# twitching kuhli loach



## Ghost15 (Jun 22, 2010)

so i have a kuhli loach and just recently has started twitching almost like he is having a seizure or something.. its been going on for about 3 to 4 days now and i cant figure out why he is twitching... 

now the twitches vary.. some are worse than othes.. like some are just small ones.. but others make him move quite a bit.. and also the length between each one varies... they are just random.. i have no idea what is causing them .. i have never heard of a twitching fish.. im trying to find some kind of information on the internet about it but im not having the best luck.. i dont want to loose him and i just really want to know what is causing the twiches...

any information is greatly appreciated


----------



## kitten_penang (Mar 26, 2008)

do you use an in sump filter or lighting?? maybe the current from the wiring is giving him tiny electric shocks.are there other fishes in the tank??


----------



## Ghost15 (Jun 22, 2010)

no.. i dont think that is it.. he has been in that tank for months now.. i got him in september 09.. 

i have 2 green cories, 6 pearl danios, 1 leopard angelfish, and 1 other kuhli loach which does no twitch... 

the twitching started the day after one of my other kuhli loaches died of something.. i dont know.. one day healthy and alive, the next dead...

his colour is the same, no clamped fins... hes just twitching.. and i noticed that he is always moving his gills.. not like he normally would be and i dont know if that has something to do with him twitching or not.. but there are no signs of parasites on him.. or anything..


----------



## Ghost15 (Jun 22, 2010)

ohh... and the other fish in the tank are not bothering him.. they just swim right past him


----------



## Ghost15 (Jun 22, 2010)

this morning i check my tank to see how my kuhli is doing... when i found him he was dead... so yeah... but im still curious to know what would have caused the twitches/seizure type things.. 

i still have one healthy kuhli left.. should i get more??


----------



## kitten_penang (Mar 26, 2008)

dont trow him away... check his gills cavity maybe there a parasites or water ticks in his gill cavity.


----------



## Link30 (Aug 18, 2010)

Sorry to reactivate an old thread but I was wondering if you found out anything becasue I am having issues with the same thing and cannot find any info on it.

I lost one kuhli already and another is in a q-tank but cannot find anything to keep the twitching/spasms/seizures or whatever you want to call it.


----------



## Romad (Jun 28, 2009)

Link30 said:


> Sorry to reactivate an old thread but I was wondering if you found out anything becasue I am having issues with the same thing and cannot find any info on it.
> 
> I lost one kuhli already and another is in a q-tank but cannot find anything to keep the twitching/spasms/seizures or whatever you want to call it.
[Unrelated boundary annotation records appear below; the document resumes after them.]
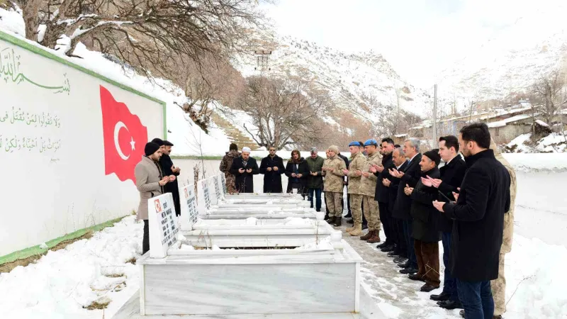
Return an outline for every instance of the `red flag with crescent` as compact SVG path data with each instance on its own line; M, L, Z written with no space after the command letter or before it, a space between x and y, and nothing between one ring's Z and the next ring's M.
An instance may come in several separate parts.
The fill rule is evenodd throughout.
M102 130L104 138L104 171L116 174L122 181L136 178L134 168L144 155L147 128L140 118L130 112L126 104L118 102L101 86Z

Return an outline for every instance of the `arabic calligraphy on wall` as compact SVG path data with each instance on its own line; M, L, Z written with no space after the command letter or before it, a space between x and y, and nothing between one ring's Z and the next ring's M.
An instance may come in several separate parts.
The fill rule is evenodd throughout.
M30 113L22 111L21 108L18 108L16 110L13 106L11 111L6 111L4 116L0 113L0 123L25 123L35 128L61 127L61 120L57 115L51 114L50 112Z
M21 58L21 56L16 53L13 48L2 47L1 43L0 43L0 84L2 83L1 80L4 80L6 84L28 83L42 89L52 91L54 94L67 93L69 95L71 93L71 84L67 77L67 73L63 74L62 83L60 85L40 84L32 80L24 73L24 71L20 69Z
M37 151L40 153L57 151L61 148L61 140L52 140L51 138L40 136L23 136L17 135L4 138L0 135L0 150L11 153L15 151Z

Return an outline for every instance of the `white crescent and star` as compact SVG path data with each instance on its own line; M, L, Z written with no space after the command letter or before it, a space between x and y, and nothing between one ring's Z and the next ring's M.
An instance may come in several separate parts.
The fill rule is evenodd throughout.
M120 148L120 145L118 144L118 133L120 133L120 130L122 128L124 128L127 132L130 133L130 131L128 130L128 128L127 128L126 125L125 125L124 123L122 123L122 121L118 121L118 123L116 123L116 125L114 125L114 147L116 148L116 152L118 153L118 156L120 156L120 158L125 161L128 160L128 158L130 158L130 155L128 156L125 155L124 153L122 152L122 150ZM130 145L132 147L132 150L134 150L136 149L135 147L136 142L134 142L134 139L133 138L130 137Z

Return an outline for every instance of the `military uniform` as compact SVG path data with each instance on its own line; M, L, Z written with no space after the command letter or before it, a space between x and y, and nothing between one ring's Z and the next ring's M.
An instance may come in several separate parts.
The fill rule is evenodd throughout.
M343 169L347 168L344 161L338 156L328 158L323 162L323 169L332 169L332 172L324 171L323 176L325 198L329 208L329 216L342 217L342 189L344 187Z
M359 236L359 234L362 231L362 194L360 192L360 184L362 179L361 176L357 175L357 171L362 171L364 168L364 163L366 158L359 152L352 155L349 165L349 186L348 193L350 195L352 202L351 209L352 211L352 219L354 220L354 225L347 228L347 233L351 233L360 227L360 232L357 232L353 236Z

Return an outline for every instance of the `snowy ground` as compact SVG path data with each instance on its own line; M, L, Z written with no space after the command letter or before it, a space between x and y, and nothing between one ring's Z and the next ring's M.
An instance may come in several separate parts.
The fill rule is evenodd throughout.
M567 170L528 169L545 162L530 162L526 160L528 155L506 155L518 169L518 194L512 250L505 261L505 318L566 318L563 288L567 279L561 265L567 264L567 237L563 235L567 231L567 199L563 188L557 186L564 184ZM561 162L556 161L556 167L562 167ZM190 165L195 162L178 164L189 169L182 171L181 177L184 172L189 179ZM205 162L208 174L218 165L218 161ZM283 179L285 189L287 179ZM261 190L262 176L254 181L254 188ZM342 228L346 226L345 223ZM0 318L101 318L102 310L82 307L107 298L111 302L105 318L111 318L138 288L138 269L127 261L139 256L141 237L142 224L129 216L89 240L49 252L37 264L0 274ZM391 258L375 245L345 237L366 261L361 267L363 284L389 318L459 318L458 311L442 309L429 300L429 293L420 292L421 283L399 274ZM384 237L383 233L381 237ZM113 274L123 276L113 278Z

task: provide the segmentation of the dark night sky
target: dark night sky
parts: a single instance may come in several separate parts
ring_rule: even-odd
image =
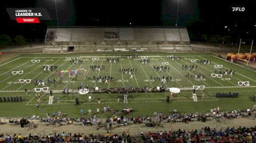
[[[60,25],[175,25],[178,0],[71,1],[56,0]],[[54,0],[2,1],[0,34],[19,34],[27,39],[43,39],[47,25],[56,25]],[[45,7],[52,21],[37,24],[17,24],[10,20],[6,7]],[[232,7],[245,7],[232,12]],[[178,25],[201,34],[221,35],[225,26],[233,34],[255,36],[256,0],[179,0]],[[129,23],[132,24],[130,25]],[[235,25],[237,25],[237,26]],[[253,33],[252,34],[252,33]],[[230,34],[232,33],[230,33]],[[244,35],[246,36],[246,35]]]

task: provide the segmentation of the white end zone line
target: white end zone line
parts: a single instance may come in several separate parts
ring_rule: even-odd
[[[18,58],[16,58],[16,59],[13,59],[13,60],[12,60],[12,61],[9,61],[9,62],[7,62],[7,63],[4,63],[4,64],[2,64],[2,65],[0,65],[0,66],[2,66],[2,65],[5,65],[5,64],[8,64],[8,63],[11,63],[11,62],[13,62],[13,61],[16,61],[16,60],[17,60],[18,59],[19,59],[19,58],[20,58],[20,57]]]
[[[216,57],[216,56],[212,56],[213,57],[215,57],[215,58],[217,58],[221,59],[222,59],[222,60],[223,60],[223,61],[225,61],[225,62],[226,62],[230,63],[230,62],[229,62],[228,61],[225,60],[225,59],[222,59],[222,58],[219,58],[219,57]],[[254,71],[254,72],[256,72],[255,71],[254,71],[254,70],[252,70],[252,69],[247,69],[247,68],[246,68],[246,67],[244,67],[244,66],[241,66],[241,65],[239,65],[239,64],[238,64],[234,63],[232,63],[233,64],[236,64],[236,65],[237,65],[240,66],[241,66],[241,67],[243,67],[246,69],[250,70],[251,70],[252,71]],[[227,68],[225,67],[224,67],[224,68],[226,69],[227,69],[227,70],[230,70],[230,69],[227,69]],[[240,74],[240,73],[237,73],[237,72],[236,72],[236,73],[237,73],[237,74],[240,75],[240,76],[242,76],[243,77],[245,77],[245,78],[247,78],[247,79],[250,79],[252,80],[253,81],[256,81],[256,80],[253,80],[253,79],[251,79],[251,78],[248,78],[248,77],[245,77],[245,76],[244,76],[244,75],[243,75],[243,74]]]

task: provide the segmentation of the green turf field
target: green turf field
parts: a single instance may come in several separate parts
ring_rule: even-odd
[[[211,53],[159,53],[138,52],[139,58],[141,56],[147,56],[150,60],[149,64],[138,64],[137,59],[122,58],[116,63],[109,63],[107,58],[113,57],[120,58],[122,54],[135,54],[135,52],[102,52],[87,53],[80,54],[56,54],[56,55],[23,55],[5,61],[0,64],[0,96],[20,96],[23,101],[19,103],[1,103],[0,113],[2,117],[23,117],[25,115],[34,115],[45,116],[47,111],[53,114],[55,111],[60,111],[70,117],[79,116],[79,110],[84,109],[87,111],[92,110],[93,114],[96,113],[96,109],[99,108],[100,112],[103,111],[104,106],[113,107],[115,110],[122,110],[124,108],[133,108],[135,111],[131,116],[151,115],[155,111],[172,112],[173,109],[177,109],[179,112],[206,112],[210,109],[219,107],[220,110],[224,111],[232,109],[251,108],[254,103],[253,95],[256,93],[256,72],[244,67],[240,65],[231,63],[225,60],[219,58]],[[179,61],[172,61],[167,58],[167,56],[181,56]],[[83,64],[72,64],[66,60],[66,57],[81,57],[85,60]],[[99,61],[92,61],[93,58],[99,57]],[[39,63],[32,63],[31,60],[40,59]],[[211,61],[210,65],[199,64],[191,62],[191,59],[208,59]],[[167,65],[170,70],[165,72],[154,71],[154,66],[160,66],[162,63],[169,62]],[[197,65],[197,70],[195,72],[182,69],[182,65]],[[84,68],[87,69],[86,76],[79,72],[77,78],[70,78],[68,73],[63,74],[63,78],[60,80],[57,71],[43,72],[43,65],[56,65],[58,71],[61,70],[73,70]],[[106,66],[106,69],[96,72],[90,69],[90,65],[101,65]],[[223,76],[222,78],[212,77],[211,74],[214,73],[216,70],[215,65],[223,65],[223,70],[230,69],[236,71],[233,76]],[[119,72],[119,69],[136,69],[137,72],[134,74],[133,79],[130,79],[130,76]],[[12,71],[23,71],[22,74],[13,75]],[[195,80],[194,78],[186,79],[184,75],[189,73],[194,74],[202,73],[205,75],[203,80]],[[93,77],[110,76],[114,80],[109,84],[98,83],[93,80]],[[172,76],[171,80],[166,84],[156,81],[154,77],[165,77]],[[151,79],[150,77],[153,77]],[[56,85],[47,83],[47,78],[58,79]],[[36,92],[35,87],[43,87],[35,85],[36,79],[43,79],[46,81],[45,87],[53,90],[54,99],[60,99],[60,103],[54,102],[53,105],[49,105],[49,92],[41,92],[40,100],[42,101],[40,109],[37,110],[35,104],[38,98],[34,97]],[[31,79],[30,84],[19,83],[19,79]],[[238,81],[249,81],[250,86],[240,86]],[[127,87],[133,86],[135,87],[157,87],[160,84],[166,87],[177,87],[181,89],[179,93],[174,94],[174,98],[171,103],[167,103],[165,98],[170,95],[170,92],[165,93],[130,93],[128,94],[128,103],[117,103],[117,96],[121,94],[91,94],[80,95],[77,92],[70,92],[70,94],[63,94],[61,90],[64,87],[70,89],[77,89],[81,83],[88,85],[89,88],[94,86],[102,86],[106,88],[108,86],[114,88],[115,86]],[[192,86],[205,86],[204,89],[197,90],[197,102],[191,99]],[[25,88],[29,90],[26,95]],[[238,92],[239,95],[236,99],[218,99],[215,97],[217,92]],[[205,97],[201,99],[201,95],[204,92]],[[88,96],[91,96],[93,100],[89,102]],[[79,105],[75,104],[74,97],[78,97],[80,101]],[[98,103],[98,99],[101,99],[101,104]],[[121,100],[121,102],[122,100]],[[106,117],[109,115],[101,113],[99,116]]]

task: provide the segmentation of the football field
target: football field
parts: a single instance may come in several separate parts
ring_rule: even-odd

I don't own any so can't say I've experienced the twitches but I do know that they are pretty sensitive to water param. changes. Have you tested your tap water lately? Are you adding a good water conditioner when you change the water? What are your levels for ammonia, nitrite, ph, nitrates?


----------



## Link30 (Aug 18, 2010)

My parameters are all good for what loaches like. I still have 3 of them that have no issues whatsoever. One of my original five had twitches and moved him to a q-tank while I tried to find a cure. I couldnt and he died. 

This is my second one with this issue. I moved one of my caves to clean and found him belly up underneath it. He was still moving but I noticed his twitching and quickly moved him to the q-tank and am afraid he is going to die as well.

Nitrates, nitrites, and ammonia are all zero. I condition all tap water. The only think I can think of is that I dont have a water hardness test.


----------



## PrettyKitty187 (Nov 29, 2007)

they have little strips at Petsmart to test the water with...five or six bucks...works like a litmus paper...

dunno about the twitching thing though...my little guy does it all the time...always has...just figured it was normal :/


----------



## redchigh (Jan 20, 2010)

Link30 said:


> Nitrates, nitrites, and ammonia are all zero.



Makes me suspicious....


----------